I saw it linked in the Electron page, so I figured I'd just play around with it. It doesn't look like the cost was worth it, but it seemed to work well.

scottalanmiller

@johnhooks said:

@scottalanmiller said:

@johnhooks said:

Ha well, I just created an account for speak.io yesterday and I just went on the site to link it here and they're shutting down. I was going to say it's an interesting replacement for Skype and others, but never mind.

You know, I had looked at their site just this morning and thought "neat technology, but I could not see us using it." I feel like lots of people felt the same way.

I saw it linked in the Electron page, so I figured I'd just play around with it. It doesn't look like the cost was worth it, but it seemed to work well.

That's how I felt at a quick look. It looked like it would be an amazing open source project but it was very expensive and only duplicated functionality that we already have several different ways. Had it been free and open source, well worth looking into. As a paid service, it was of no interest.

travisdh1

So I decided to try hooking up a new install of openfire to my domain controller (Zentyal). Turns out you need a more recent version of prototype.js to make it work correctly.

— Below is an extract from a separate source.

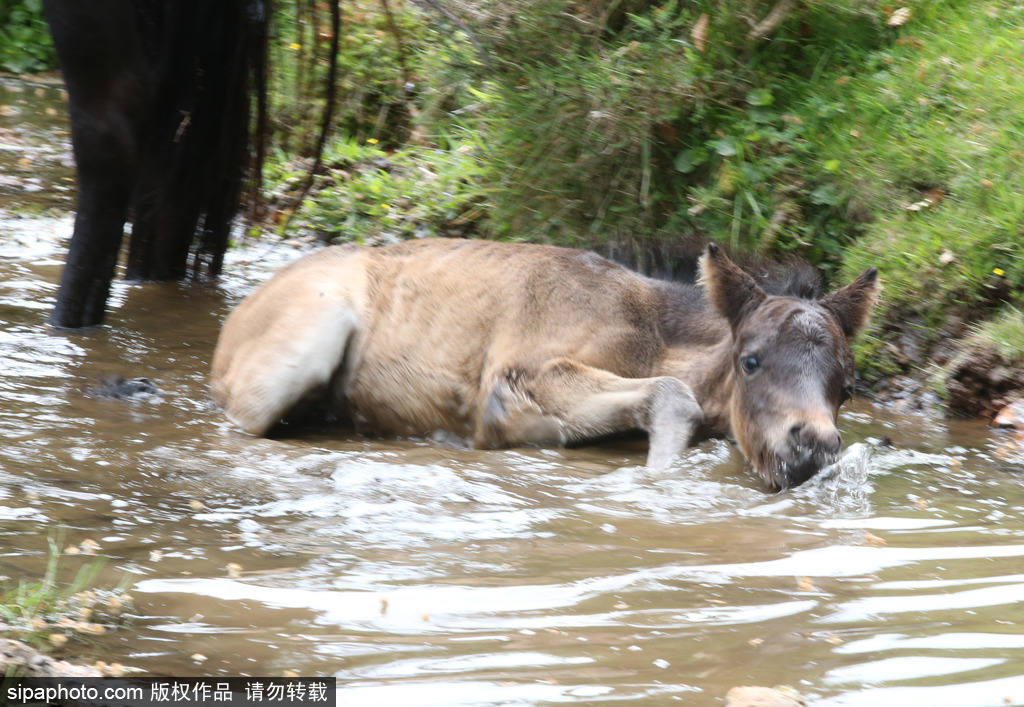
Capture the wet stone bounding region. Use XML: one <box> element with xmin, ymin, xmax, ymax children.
<box><xmin>725</xmin><ymin>687</ymin><xmax>807</xmax><ymax>707</ymax></box>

cd /opt/openfire/plugins/admin/webapp/js; mv prototype.js prototype.js.old; wget https://ajax.googleapis.com/ajax/libs/prototype/1.7.1.0/prototype.js

systemctl restart openfire

At that point clear your browser cache if you had started the setup configuration via web browser already, and you should be able to complete the setup using your Active Directory information.

I know, I know, way beyond the article scope, but I figured it would save some of us a little headache.